Now this problem easily reduces to your problem and so your problem is NP-Hard too.
Now you can use the polynomial time approximation algorithm mentioned in the wiki link above.
Given an array of N integers, a target S and an approximation threshold c,
there is a polynomial time approximation algorithm (involving 1/c) which tells if there is a subset sum in the interval [(1-c)S, S].
You can use this repeatedly (by some form of binary search) to find the best approximation to S you need. Note you can also use this on intervals of the from [S, (1+c)S], while the knapsack will only give you a solution <= S.
Of course there might be better algorithms, in fact I can bet on it. There should be plenty of literature on the web. Some search terms you can use: approximation algorithms for subset-sum, pseudo-polynomial time algorithms, dynamic programming algorithm etc.
A simple-brute-force-method would be to read the text in, parse it into numbers, and then go through all combinations until you find the required sum.
A quicker solution would be to sort the numbers, then...
Add the largest number to your sum, Is it too big? if so, take it off and try the next smallest.
if the sum is too small, add the next largest number and repeat.
Continue adding numbers not letting the sum exceed the target.
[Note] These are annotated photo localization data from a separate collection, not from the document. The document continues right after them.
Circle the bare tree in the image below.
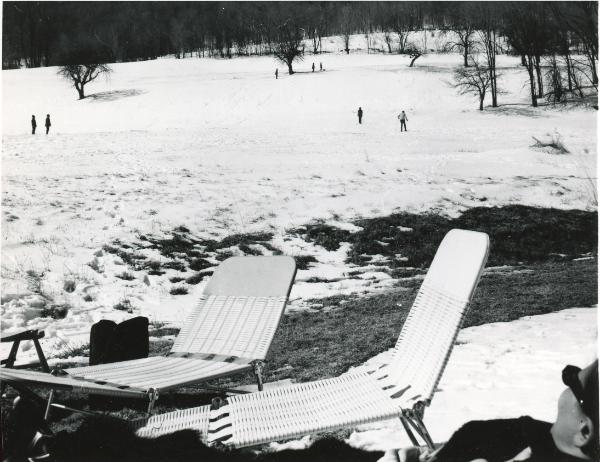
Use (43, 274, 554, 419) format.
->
(406, 44, 424, 67)
(444, 3, 477, 67)
(271, 17, 303, 74)
(57, 63, 112, 99)
(503, 3, 552, 107)
(544, 55, 565, 104)
(390, 3, 419, 54)
(554, 1, 598, 87)
(475, 3, 502, 107)
(339, 5, 354, 54)
(453, 56, 492, 110)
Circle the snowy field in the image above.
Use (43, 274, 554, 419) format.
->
(1, 34, 597, 451)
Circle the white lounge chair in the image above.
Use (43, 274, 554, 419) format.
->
(136, 229, 489, 448)
(1, 256, 297, 413)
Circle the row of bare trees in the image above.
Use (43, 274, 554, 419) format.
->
(4, 2, 596, 106)
(449, 2, 597, 110)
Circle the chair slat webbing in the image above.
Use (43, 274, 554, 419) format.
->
(384, 282, 470, 404)
(170, 295, 287, 360)
(135, 405, 211, 440)
(208, 372, 400, 447)
(65, 356, 251, 391)
(0, 368, 148, 398)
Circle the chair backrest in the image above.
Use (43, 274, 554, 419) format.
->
(384, 229, 489, 404)
(170, 256, 297, 361)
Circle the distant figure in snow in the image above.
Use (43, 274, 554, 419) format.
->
(31, 115, 36, 135)
(312, 62, 315, 72)
(357, 107, 363, 124)
(45, 114, 51, 134)
(398, 110, 408, 132)
(275, 68, 278, 79)
(319, 62, 323, 71)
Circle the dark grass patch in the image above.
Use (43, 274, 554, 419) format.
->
(188, 258, 212, 271)
(169, 286, 189, 295)
(148, 233, 203, 258)
(40, 304, 69, 319)
(294, 255, 318, 270)
(115, 271, 135, 281)
(304, 205, 597, 268)
(162, 260, 187, 272)
(105, 230, 280, 279)
(207, 232, 274, 251)
(148, 323, 179, 338)
(169, 277, 185, 283)
(238, 243, 263, 256)
(215, 250, 235, 261)
(185, 273, 206, 285)
(113, 299, 133, 312)
(305, 276, 343, 284)
(292, 223, 353, 251)
(265, 258, 597, 383)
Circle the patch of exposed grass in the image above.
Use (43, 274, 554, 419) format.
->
(113, 299, 133, 312)
(294, 255, 318, 270)
(292, 223, 353, 251)
(294, 206, 596, 269)
(186, 273, 207, 284)
(169, 286, 189, 295)
(266, 258, 597, 383)
(40, 304, 69, 319)
(189, 258, 212, 271)
(115, 271, 135, 281)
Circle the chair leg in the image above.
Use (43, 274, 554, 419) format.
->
(32, 338, 50, 372)
(252, 360, 264, 391)
(44, 390, 55, 421)
(402, 409, 435, 450)
(5, 340, 21, 368)
(399, 416, 420, 446)
(146, 388, 159, 414)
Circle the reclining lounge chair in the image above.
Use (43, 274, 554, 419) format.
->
(0, 256, 297, 413)
(135, 229, 490, 449)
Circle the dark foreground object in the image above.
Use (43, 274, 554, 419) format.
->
(5, 408, 383, 462)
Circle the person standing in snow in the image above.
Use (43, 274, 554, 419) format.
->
(31, 115, 36, 135)
(312, 62, 315, 72)
(275, 68, 278, 79)
(45, 114, 51, 135)
(398, 110, 408, 132)
(357, 107, 363, 124)
(320, 62, 323, 71)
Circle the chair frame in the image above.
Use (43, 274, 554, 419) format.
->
(1, 256, 297, 416)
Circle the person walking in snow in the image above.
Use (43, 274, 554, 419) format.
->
(398, 110, 408, 132)
(275, 68, 278, 79)
(31, 115, 36, 135)
(357, 107, 363, 124)
(45, 114, 51, 134)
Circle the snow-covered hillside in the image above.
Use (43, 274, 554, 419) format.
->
(1, 37, 597, 452)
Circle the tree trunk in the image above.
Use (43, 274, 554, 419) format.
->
(77, 86, 85, 99)
(287, 61, 294, 74)
(526, 58, 537, 107)
(565, 53, 573, 91)
(521, 54, 527, 66)
(409, 53, 421, 67)
(463, 47, 468, 67)
(479, 93, 485, 110)
(534, 55, 543, 97)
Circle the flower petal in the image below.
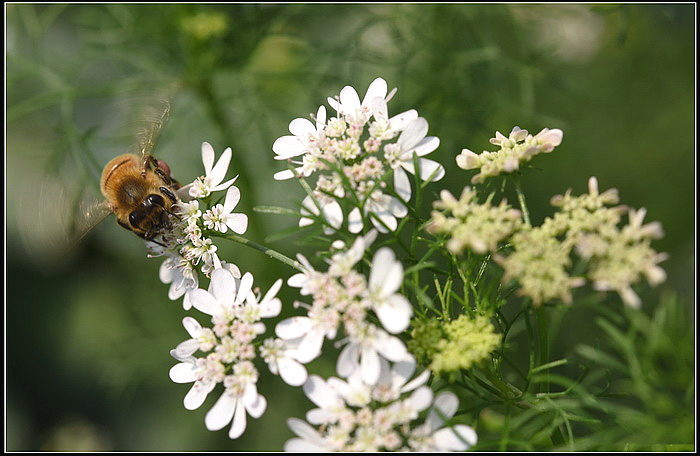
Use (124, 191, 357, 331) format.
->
(289, 117, 317, 138)
(398, 117, 428, 151)
(287, 417, 322, 441)
(173, 338, 200, 358)
(393, 166, 412, 202)
(182, 316, 202, 338)
(225, 213, 249, 235)
(375, 294, 412, 334)
(235, 272, 254, 305)
(228, 399, 247, 439)
(273, 135, 307, 159)
(205, 392, 236, 431)
(360, 346, 381, 385)
(374, 331, 409, 362)
(279, 357, 308, 386)
(303, 375, 340, 408)
(169, 362, 197, 383)
(223, 186, 241, 213)
(245, 392, 267, 419)
(348, 207, 363, 233)
(188, 289, 220, 317)
(432, 425, 478, 451)
(184, 379, 215, 410)
(409, 385, 434, 412)
(201, 142, 215, 175)
(362, 77, 388, 107)
(412, 136, 440, 157)
(339, 85, 361, 114)
(275, 316, 312, 339)
(209, 147, 232, 186)
(369, 247, 403, 296)
(427, 391, 459, 430)
(336, 343, 360, 378)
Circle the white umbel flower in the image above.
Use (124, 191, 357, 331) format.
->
(179, 142, 237, 199)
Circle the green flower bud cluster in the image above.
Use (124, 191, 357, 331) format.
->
(409, 315, 502, 374)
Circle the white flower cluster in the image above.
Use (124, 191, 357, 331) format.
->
(285, 358, 477, 451)
(169, 268, 290, 439)
(273, 230, 414, 385)
(273, 77, 445, 233)
(457, 126, 563, 184)
(155, 142, 248, 309)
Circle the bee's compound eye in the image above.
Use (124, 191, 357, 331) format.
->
(129, 211, 142, 229)
(146, 194, 165, 207)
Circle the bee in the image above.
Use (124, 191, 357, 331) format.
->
(15, 96, 182, 269)
(98, 100, 182, 243)
(100, 152, 181, 242)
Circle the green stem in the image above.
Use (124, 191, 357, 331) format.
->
(514, 175, 531, 226)
(536, 305, 550, 393)
(211, 232, 304, 272)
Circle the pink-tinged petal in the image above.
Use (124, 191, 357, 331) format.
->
(225, 213, 248, 235)
(393, 166, 412, 202)
(205, 392, 236, 431)
(188, 289, 220, 316)
(235, 272, 254, 305)
(274, 169, 296, 180)
(398, 117, 429, 151)
(401, 369, 431, 394)
(376, 294, 412, 334)
(339, 85, 361, 113)
(412, 136, 440, 157)
(369, 248, 403, 296)
(209, 147, 232, 186)
(258, 296, 281, 318)
(210, 268, 236, 306)
(228, 400, 247, 439)
(535, 128, 563, 150)
(433, 425, 478, 451)
(201, 142, 215, 175)
(289, 117, 317, 138)
(427, 391, 459, 430)
(360, 346, 381, 385)
(182, 316, 202, 338)
(287, 417, 322, 441)
(303, 375, 341, 408)
(223, 186, 241, 213)
(273, 135, 307, 159)
(336, 343, 360, 378)
(169, 362, 197, 383)
(348, 207, 363, 233)
(184, 379, 216, 410)
(362, 77, 388, 106)
(409, 385, 433, 412)
(371, 96, 388, 121)
(295, 330, 325, 363)
(275, 316, 312, 339)
(245, 392, 267, 419)
(388, 109, 418, 132)
(374, 331, 408, 362)
(278, 357, 308, 386)
(173, 338, 200, 358)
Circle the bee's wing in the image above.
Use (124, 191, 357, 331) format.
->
(15, 171, 112, 270)
(132, 97, 171, 160)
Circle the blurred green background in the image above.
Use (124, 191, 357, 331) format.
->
(5, 4, 694, 451)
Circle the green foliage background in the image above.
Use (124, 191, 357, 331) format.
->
(5, 4, 694, 451)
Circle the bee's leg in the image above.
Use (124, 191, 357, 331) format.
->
(160, 186, 178, 204)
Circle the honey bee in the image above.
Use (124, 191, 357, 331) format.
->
(98, 100, 182, 243)
(100, 152, 181, 242)
(15, 96, 182, 268)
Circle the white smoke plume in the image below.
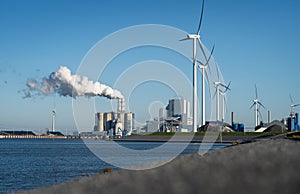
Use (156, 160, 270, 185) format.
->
(24, 66, 123, 99)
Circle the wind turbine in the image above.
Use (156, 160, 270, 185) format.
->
(51, 94, 56, 132)
(250, 85, 265, 127)
(51, 109, 56, 132)
(289, 94, 300, 118)
(197, 45, 215, 126)
(213, 66, 229, 121)
(219, 81, 231, 122)
(180, 0, 211, 131)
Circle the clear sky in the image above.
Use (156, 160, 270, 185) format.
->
(0, 0, 300, 133)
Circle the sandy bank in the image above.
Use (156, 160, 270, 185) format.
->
(23, 139, 300, 194)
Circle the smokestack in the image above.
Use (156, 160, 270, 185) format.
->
(231, 112, 234, 125)
(24, 66, 123, 99)
(117, 98, 125, 113)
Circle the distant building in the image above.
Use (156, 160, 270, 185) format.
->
(94, 111, 135, 135)
(159, 108, 167, 121)
(146, 120, 161, 132)
(166, 98, 191, 126)
(144, 98, 192, 133)
(47, 131, 65, 136)
(0, 130, 36, 136)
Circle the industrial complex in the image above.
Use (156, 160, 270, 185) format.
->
(142, 96, 299, 134)
(93, 98, 135, 137)
(143, 98, 192, 133)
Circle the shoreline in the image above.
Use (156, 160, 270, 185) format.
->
(1, 131, 289, 143)
(112, 132, 284, 144)
(22, 135, 300, 194)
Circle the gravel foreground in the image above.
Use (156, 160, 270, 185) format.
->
(23, 139, 300, 194)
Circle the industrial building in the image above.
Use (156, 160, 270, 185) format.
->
(145, 98, 192, 132)
(94, 98, 135, 137)
(166, 98, 192, 126)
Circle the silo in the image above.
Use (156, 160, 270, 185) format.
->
(117, 112, 125, 131)
(95, 112, 104, 132)
(104, 112, 114, 131)
(124, 112, 135, 132)
(124, 113, 131, 131)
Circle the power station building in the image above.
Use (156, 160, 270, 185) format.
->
(94, 98, 135, 136)
(166, 98, 192, 126)
(145, 98, 192, 132)
(94, 112, 135, 134)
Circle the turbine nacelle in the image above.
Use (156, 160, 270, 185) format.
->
(214, 81, 228, 89)
(187, 34, 200, 39)
(198, 64, 207, 69)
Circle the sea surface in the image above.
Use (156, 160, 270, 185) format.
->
(0, 138, 229, 193)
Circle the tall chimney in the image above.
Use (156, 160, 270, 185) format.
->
(117, 98, 125, 113)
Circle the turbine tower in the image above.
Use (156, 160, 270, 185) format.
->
(250, 85, 265, 127)
(197, 45, 215, 126)
(219, 81, 231, 122)
(51, 109, 56, 132)
(213, 66, 229, 121)
(51, 94, 56, 133)
(181, 0, 212, 131)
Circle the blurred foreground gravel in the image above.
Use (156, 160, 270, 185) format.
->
(23, 139, 300, 194)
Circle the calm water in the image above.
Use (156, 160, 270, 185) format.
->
(0, 138, 229, 193)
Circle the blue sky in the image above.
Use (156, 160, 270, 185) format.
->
(0, 0, 300, 133)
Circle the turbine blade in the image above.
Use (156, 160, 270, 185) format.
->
(294, 104, 300, 107)
(216, 65, 220, 81)
(204, 44, 215, 66)
(212, 88, 217, 99)
(250, 103, 255, 109)
(179, 37, 190, 41)
(224, 81, 231, 92)
(289, 94, 295, 104)
(196, 59, 205, 66)
(219, 83, 227, 89)
(197, 39, 208, 61)
(197, 0, 205, 35)
(204, 70, 210, 89)
(258, 109, 263, 122)
(255, 84, 258, 99)
(258, 101, 265, 109)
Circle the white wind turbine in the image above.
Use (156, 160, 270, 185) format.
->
(197, 45, 215, 126)
(181, 0, 212, 131)
(213, 66, 229, 121)
(51, 109, 56, 132)
(250, 85, 265, 127)
(51, 95, 56, 132)
(219, 81, 231, 122)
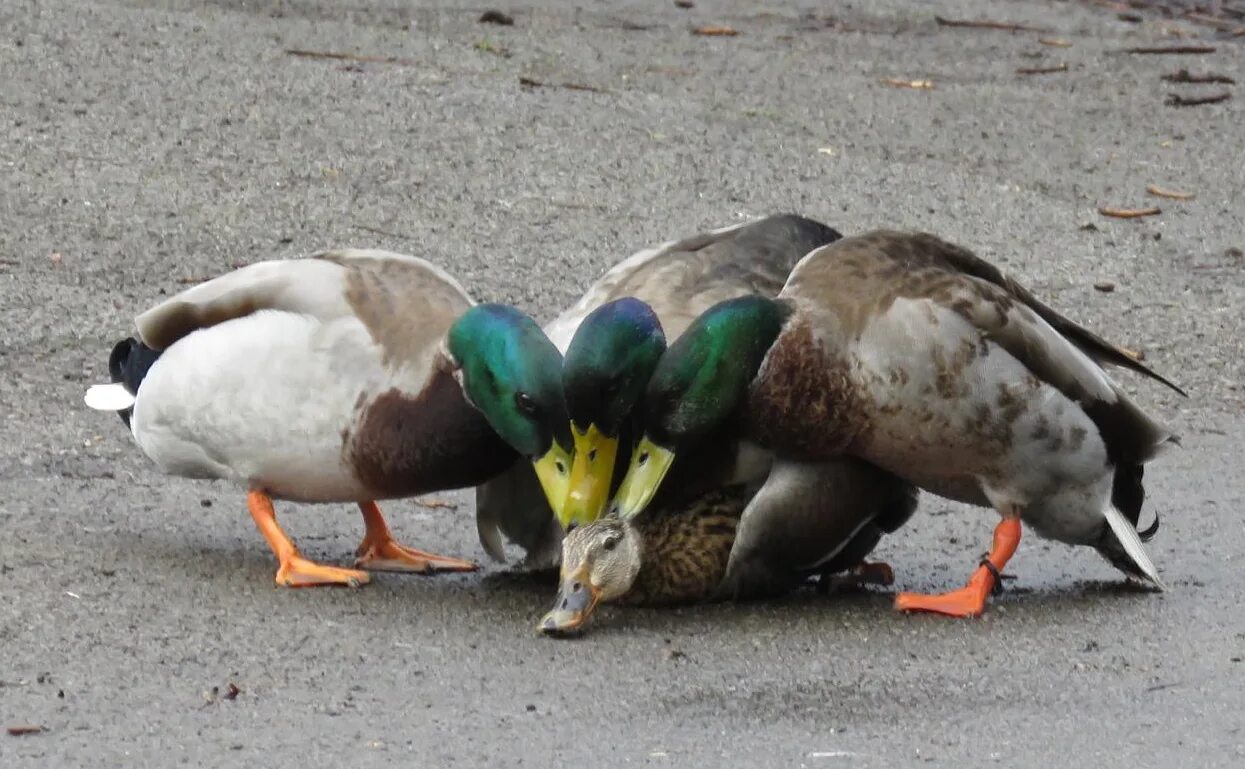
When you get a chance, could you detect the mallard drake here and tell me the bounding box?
[604,230,1185,618]
[85,249,574,588]
[556,213,847,525]
[540,458,915,633]
[475,213,850,568]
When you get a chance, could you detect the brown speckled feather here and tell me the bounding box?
[621,488,748,606]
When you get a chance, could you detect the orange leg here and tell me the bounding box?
[247,491,370,588]
[895,516,1022,618]
[354,501,477,574]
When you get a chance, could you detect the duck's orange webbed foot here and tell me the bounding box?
[354,501,478,574]
[247,490,371,588]
[276,556,371,588]
[895,517,1022,618]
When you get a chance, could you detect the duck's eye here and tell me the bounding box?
[515,392,538,416]
[637,451,650,467]
[603,535,619,552]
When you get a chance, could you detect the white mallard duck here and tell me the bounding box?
[85,249,575,588]
[595,230,1185,618]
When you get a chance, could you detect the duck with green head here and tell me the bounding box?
[476,213,850,569]
[86,249,575,588]
[594,230,1185,619]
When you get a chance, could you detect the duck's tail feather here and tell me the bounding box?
[1103,505,1167,591]
[84,337,162,427]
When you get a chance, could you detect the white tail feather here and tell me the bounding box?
[1104,505,1167,591]
[84,383,136,412]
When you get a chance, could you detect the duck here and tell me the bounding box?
[476,213,857,569]
[85,249,575,588]
[536,216,923,632]
[540,458,916,634]
[598,230,1185,618]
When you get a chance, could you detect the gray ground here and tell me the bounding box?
[2,0,1243,766]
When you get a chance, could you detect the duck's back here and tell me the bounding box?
[547,214,842,350]
[126,250,500,502]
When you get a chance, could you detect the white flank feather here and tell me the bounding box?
[1104,505,1167,591]
[84,383,136,412]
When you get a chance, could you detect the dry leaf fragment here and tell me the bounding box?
[1146,185,1194,200]
[880,77,934,89]
[934,16,1044,32]
[1166,91,1231,107]
[1099,206,1162,219]
[1017,63,1068,75]
[1121,45,1216,54]
[692,25,738,36]
[285,49,416,66]
[1039,38,1073,47]
[816,147,836,156]
[1093,281,1116,293]
[49,251,63,265]
[1162,69,1235,85]
[224,683,241,701]
[7,725,45,736]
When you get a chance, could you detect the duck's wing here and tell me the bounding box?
[793,231,1177,465]
[135,249,473,352]
[547,213,843,350]
[717,458,918,601]
[906,232,1184,396]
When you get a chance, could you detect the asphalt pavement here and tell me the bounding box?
[1,1,1243,767]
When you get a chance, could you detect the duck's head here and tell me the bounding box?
[539,517,641,635]
[612,296,790,519]
[560,298,667,529]
[447,304,574,517]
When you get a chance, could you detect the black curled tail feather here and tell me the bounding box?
[108,337,161,427]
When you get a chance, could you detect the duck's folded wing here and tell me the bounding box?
[135,249,473,351]
[718,458,917,601]
[474,460,562,569]
[933,266,1176,465]
[913,233,1186,396]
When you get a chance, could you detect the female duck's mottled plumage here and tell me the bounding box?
[541,455,916,633]
[614,229,1183,618]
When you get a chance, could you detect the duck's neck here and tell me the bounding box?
[348,368,518,499]
[620,490,746,606]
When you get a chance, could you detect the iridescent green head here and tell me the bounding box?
[561,298,667,529]
[612,295,790,518]
[447,304,573,515]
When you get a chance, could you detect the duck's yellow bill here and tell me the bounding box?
[561,423,619,529]
[532,442,573,521]
[610,436,675,519]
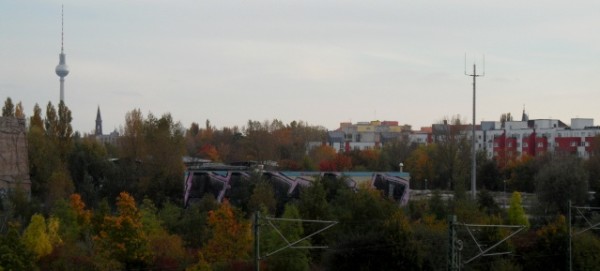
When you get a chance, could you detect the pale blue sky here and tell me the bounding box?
[2,1,600,134]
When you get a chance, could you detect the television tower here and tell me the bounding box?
[55,5,69,102]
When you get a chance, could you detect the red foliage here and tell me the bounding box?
[319,154,352,171]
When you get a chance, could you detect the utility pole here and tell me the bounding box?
[448,215,459,271]
[568,200,571,271]
[254,211,260,271]
[465,55,484,200]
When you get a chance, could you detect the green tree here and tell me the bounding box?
[50,198,80,243]
[139,198,188,270]
[585,135,600,205]
[56,101,73,159]
[536,155,588,214]
[174,196,218,248]
[248,180,277,215]
[28,103,61,202]
[2,97,14,117]
[262,204,310,271]
[516,215,568,271]
[0,223,36,270]
[45,167,75,210]
[325,186,401,270]
[478,189,501,216]
[68,137,110,206]
[573,231,600,270]
[507,192,529,226]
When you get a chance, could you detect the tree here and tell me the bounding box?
[21,213,53,259]
[0,223,36,270]
[2,97,14,117]
[28,103,61,202]
[173,196,218,248]
[405,144,435,187]
[139,198,188,270]
[45,167,75,209]
[68,137,110,206]
[585,135,600,205]
[56,101,73,159]
[536,155,588,214]
[505,155,538,193]
[478,189,501,216]
[478,158,502,191]
[500,112,513,127]
[200,200,252,266]
[515,215,568,270]
[507,192,529,226]
[248,180,277,215]
[15,101,24,118]
[262,204,310,271]
[325,186,402,270]
[30,103,44,130]
[138,112,186,205]
[573,232,600,270]
[95,192,150,268]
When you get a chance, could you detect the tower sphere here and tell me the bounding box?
[55,63,69,77]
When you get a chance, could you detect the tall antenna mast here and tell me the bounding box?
[61,5,64,53]
[465,54,485,200]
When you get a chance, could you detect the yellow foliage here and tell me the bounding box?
[21,213,53,259]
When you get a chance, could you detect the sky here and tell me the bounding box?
[2,1,600,134]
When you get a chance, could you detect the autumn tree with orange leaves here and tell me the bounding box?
[200,200,252,266]
[95,192,150,269]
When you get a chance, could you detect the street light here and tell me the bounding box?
[399,162,404,173]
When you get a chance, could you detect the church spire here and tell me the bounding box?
[95,106,103,136]
[521,105,529,122]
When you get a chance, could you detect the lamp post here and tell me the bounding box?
[399,162,404,173]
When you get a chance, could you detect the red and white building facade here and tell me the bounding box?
[478,118,600,163]
[311,115,600,163]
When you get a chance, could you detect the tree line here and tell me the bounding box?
[2,97,600,270]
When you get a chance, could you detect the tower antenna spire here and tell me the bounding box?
[61,4,64,53]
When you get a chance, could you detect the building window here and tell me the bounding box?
[523,142,528,147]
[494,142,499,147]
[508,142,513,147]
[356,134,361,142]
[571,141,577,147]
[537,142,544,147]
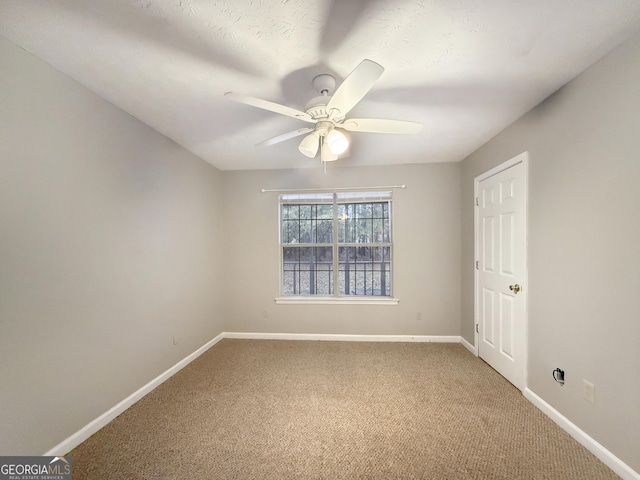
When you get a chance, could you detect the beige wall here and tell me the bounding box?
[0,37,226,455]
[460,32,640,471]
[222,164,461,335]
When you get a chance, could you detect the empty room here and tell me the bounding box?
[1,1,639,479]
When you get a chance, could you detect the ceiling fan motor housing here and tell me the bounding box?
[305,97,345,123]
[312,74,335,95]
[305,98,330,118]
[305,74,345,121]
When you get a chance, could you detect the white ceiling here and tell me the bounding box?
[2,1,640,171]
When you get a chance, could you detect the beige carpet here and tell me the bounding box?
[69,339,619,479]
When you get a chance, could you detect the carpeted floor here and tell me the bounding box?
[69,339,619,479]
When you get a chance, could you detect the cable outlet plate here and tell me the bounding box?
[582,380,595,404]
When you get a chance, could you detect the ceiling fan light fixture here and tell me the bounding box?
[298,132,319,158]
[321,139,339,162]
[326,129,349,155]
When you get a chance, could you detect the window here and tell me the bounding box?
[279,191,393,300]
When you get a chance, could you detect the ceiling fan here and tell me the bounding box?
[225,59,422,163]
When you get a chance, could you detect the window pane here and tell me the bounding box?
[282,205,298,220]
[299,219,312,243]
[337,205,345,243]
[316,219,333,243]
[282,219,299,244]
[373,203,382,218]
[338,246,390,296]
[338,204,357,243]
[283,246,333,295]
[356,203,370,218]
[317,204,333,219]
[357,219,372,243]
[373,219,383,243]
[383,218,390,243]
[300,205,312,219]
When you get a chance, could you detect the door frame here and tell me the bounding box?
[473,151,529,391]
Finish when you hit the target.
Note that when you backtrack, you may need to back track more than one level. Sounds like a good case for recursion...
If the numbers are large you can turn this into an Integer Programme. Using Mathematicas solver, it might look something like this
nums = {99, 20, 30 , 1, 100, 400, 5, 10};
vars = a /# Range#Length#nums;
Minimize[(vars.nums - 183)^2, vars, Integers]
You can sort the list of values, find the first value that's greater than the target, and start concentrating on the values that are less than the target. Find the sum that's closest to the target without going over, then compare that to the first value greater than the target. If the difference between the closest sum and the target is less than the difference between the first value greater than the target and the target, then you have the sum that's closest.
Kinda hokey, but I think the logic hangs together.